Most people think of Uber as a ride-hailing app or a food delivery service. But Khosrowshahi sees it differently.
To him, Uber is a massive codebase. And the engineers are “literally the builders of the company.”
That mindset is shifting how the company operates at every level.
The Numbers Tell the Story
| Metric | Detail |
|---|---|
| Engineers using AI tools | ~90% |
| “Power users” of AI | ~30% |
| Impact on productivity | “Like nothing I’ve ever seen” |
That 30% power user figure is huge. These aren’t just engineers who open an AI tool once in a while. They’re completely rethinking how Uber’s systems are built from the ground up.
“Bricklayers” and “Architects” – How Khosrowshahi Sees His Team
Khosrowshahi used a great analogy to describe his engineers.
Some are laying the bricks – building the individual pieces of the system. Others are the architects – stepping back and asking, “Wait, should this whole building look different?”
Both roles matter. And AI is supercharging both.
“They are manufacturing the bricks that go into the system, and they’re architects who are kind of thinking about what the system should look like,” he said.
So what does that mean in practice?
Engineers aren’t just writing code faster. They’re questioning whether the code should even exist in the first place. That’s a massive shift in how software gets built.

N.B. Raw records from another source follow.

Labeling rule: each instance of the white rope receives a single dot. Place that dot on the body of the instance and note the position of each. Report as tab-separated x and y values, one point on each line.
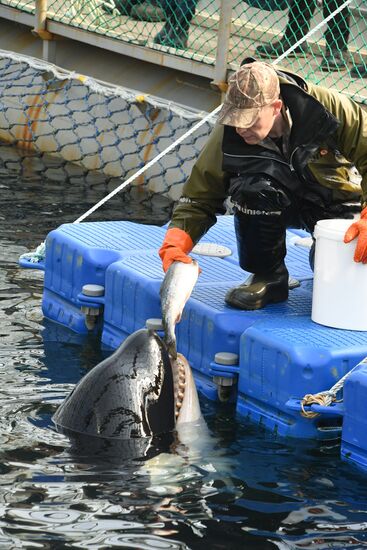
327	397
201	122
194	128
311	32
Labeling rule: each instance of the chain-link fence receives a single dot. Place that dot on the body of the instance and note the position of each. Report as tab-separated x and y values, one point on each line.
111	132
335	55
94	131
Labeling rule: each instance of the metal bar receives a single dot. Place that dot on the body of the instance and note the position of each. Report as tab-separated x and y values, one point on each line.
40	27
224	35
16	15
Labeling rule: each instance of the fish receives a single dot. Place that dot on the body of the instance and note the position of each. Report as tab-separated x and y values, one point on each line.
175	290
136	394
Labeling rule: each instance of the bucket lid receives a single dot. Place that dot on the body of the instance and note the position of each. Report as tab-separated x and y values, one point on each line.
332	229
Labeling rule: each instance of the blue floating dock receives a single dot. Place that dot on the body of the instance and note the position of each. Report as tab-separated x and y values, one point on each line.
282	354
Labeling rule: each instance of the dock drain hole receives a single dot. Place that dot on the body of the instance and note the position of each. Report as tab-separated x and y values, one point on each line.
325	425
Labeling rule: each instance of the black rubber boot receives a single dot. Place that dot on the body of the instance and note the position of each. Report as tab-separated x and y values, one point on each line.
260	290
147	12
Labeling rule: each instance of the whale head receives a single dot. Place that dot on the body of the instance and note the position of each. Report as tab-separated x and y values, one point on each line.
137	392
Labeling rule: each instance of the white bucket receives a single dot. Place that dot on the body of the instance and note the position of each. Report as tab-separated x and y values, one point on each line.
339	297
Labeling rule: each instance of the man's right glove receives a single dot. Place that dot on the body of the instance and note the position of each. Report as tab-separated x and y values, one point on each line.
176	245
359	229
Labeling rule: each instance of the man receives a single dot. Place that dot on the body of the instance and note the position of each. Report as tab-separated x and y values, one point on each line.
280	152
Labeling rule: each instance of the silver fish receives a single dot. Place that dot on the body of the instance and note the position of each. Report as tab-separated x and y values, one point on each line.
175	290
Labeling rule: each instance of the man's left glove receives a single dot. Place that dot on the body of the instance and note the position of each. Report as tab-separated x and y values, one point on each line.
359	229
175	248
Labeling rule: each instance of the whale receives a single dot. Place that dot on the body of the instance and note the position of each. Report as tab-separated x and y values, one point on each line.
136	394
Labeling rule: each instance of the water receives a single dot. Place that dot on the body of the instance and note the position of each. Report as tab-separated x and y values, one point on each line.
240	488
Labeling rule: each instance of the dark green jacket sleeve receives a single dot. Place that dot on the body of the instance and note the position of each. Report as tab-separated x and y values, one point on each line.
352	132
204	192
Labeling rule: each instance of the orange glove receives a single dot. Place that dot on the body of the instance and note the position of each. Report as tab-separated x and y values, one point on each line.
176	245
359	229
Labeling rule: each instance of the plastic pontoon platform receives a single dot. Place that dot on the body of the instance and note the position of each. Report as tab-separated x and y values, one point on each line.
282	354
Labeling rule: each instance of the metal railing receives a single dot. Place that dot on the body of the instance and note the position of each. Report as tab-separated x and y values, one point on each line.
210	37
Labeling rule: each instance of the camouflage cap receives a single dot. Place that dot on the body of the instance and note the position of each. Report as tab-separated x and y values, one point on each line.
251	88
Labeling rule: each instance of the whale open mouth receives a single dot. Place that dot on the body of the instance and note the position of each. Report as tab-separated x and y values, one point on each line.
186	402
179	382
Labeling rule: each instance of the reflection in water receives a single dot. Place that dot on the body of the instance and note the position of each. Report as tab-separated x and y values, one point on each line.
234	486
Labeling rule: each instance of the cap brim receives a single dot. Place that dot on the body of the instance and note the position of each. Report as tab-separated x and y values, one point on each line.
239	118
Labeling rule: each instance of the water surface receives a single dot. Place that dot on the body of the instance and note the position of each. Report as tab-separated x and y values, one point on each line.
239	487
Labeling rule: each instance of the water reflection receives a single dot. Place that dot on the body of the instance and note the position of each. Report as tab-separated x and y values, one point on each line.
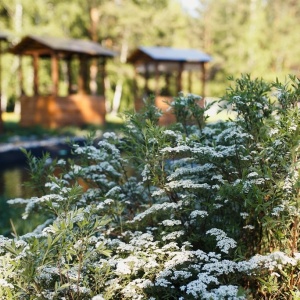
12	181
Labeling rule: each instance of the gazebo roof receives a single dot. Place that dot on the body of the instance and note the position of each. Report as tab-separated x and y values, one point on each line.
4	36
166	54
45	46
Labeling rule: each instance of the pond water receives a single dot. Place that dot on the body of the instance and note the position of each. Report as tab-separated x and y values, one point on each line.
12	186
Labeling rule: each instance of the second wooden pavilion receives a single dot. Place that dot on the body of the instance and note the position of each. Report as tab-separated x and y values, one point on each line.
164	68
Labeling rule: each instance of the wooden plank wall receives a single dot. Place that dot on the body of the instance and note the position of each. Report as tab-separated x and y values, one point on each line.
55	112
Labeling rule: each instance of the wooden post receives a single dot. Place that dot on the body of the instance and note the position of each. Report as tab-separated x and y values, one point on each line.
203	84
135	86
179	77
35	74
93	76
203	79
146	78
69	74
103	75
156	79
54	74
83	78
1	120
20	75
167	83
190	82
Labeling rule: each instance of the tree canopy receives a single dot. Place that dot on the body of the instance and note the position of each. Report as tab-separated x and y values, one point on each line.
252	36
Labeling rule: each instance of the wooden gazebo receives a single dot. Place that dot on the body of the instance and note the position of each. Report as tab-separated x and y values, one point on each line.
161	64
79	105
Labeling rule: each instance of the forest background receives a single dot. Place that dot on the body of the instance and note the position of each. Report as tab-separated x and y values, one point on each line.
250	36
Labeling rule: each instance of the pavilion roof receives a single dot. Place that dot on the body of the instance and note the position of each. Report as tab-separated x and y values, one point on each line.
167	54
46	45
4	36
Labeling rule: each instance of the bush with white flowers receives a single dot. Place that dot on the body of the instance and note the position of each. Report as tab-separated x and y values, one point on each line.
192	211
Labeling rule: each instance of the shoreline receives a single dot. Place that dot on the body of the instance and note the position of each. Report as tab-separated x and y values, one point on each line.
11	154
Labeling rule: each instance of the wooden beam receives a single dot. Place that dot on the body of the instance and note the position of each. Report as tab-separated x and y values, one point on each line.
35	74
54	74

Is This the Future of Every Workplace?
Here’s a question worth thinking about: How long before every company has an AI version of its leadership team?
It’s not that far-fetched. If you can train an AI on how a specific person thinks, communicates, and makes decisions, you can use that AI to prep for meetings, test ideas, or even onboard new employees.
Some potential upsides:
- Teams feel more confident walking into high-level meetings
- Less time wasted on poorly prepared presentations
- Faster feedback loops on new ideas
- Executives can focus on decisions, not prep reviews
Of course, there are real questions here too. Does a “Dara AI” actually capture how a real human thinks?
Can it replicate the nuance of a real conversation? Probably not perfectly. But it doesn’t need to be perfect to be useful.
The Big Takeaway
Uber’s engineers didn’t just adopt AI tools. They used AI to change how they work, including how they prepare to talk to their own CEO.
That’s a different level of thinking.
It’s not about replacing people. It’s about getting better, faster, and sharper at the work that matters. And if a digital version of your boss can help you nail a presentation? Why not use it?
Khosrowshahi summed it up best: “It really is changing their productivity in a way that I’ve never, ever seen before.”
That’s not just a catchy quote. Coming from someone who has led one of the world’s biggest tech companies through years of rapid change, that’s saying something.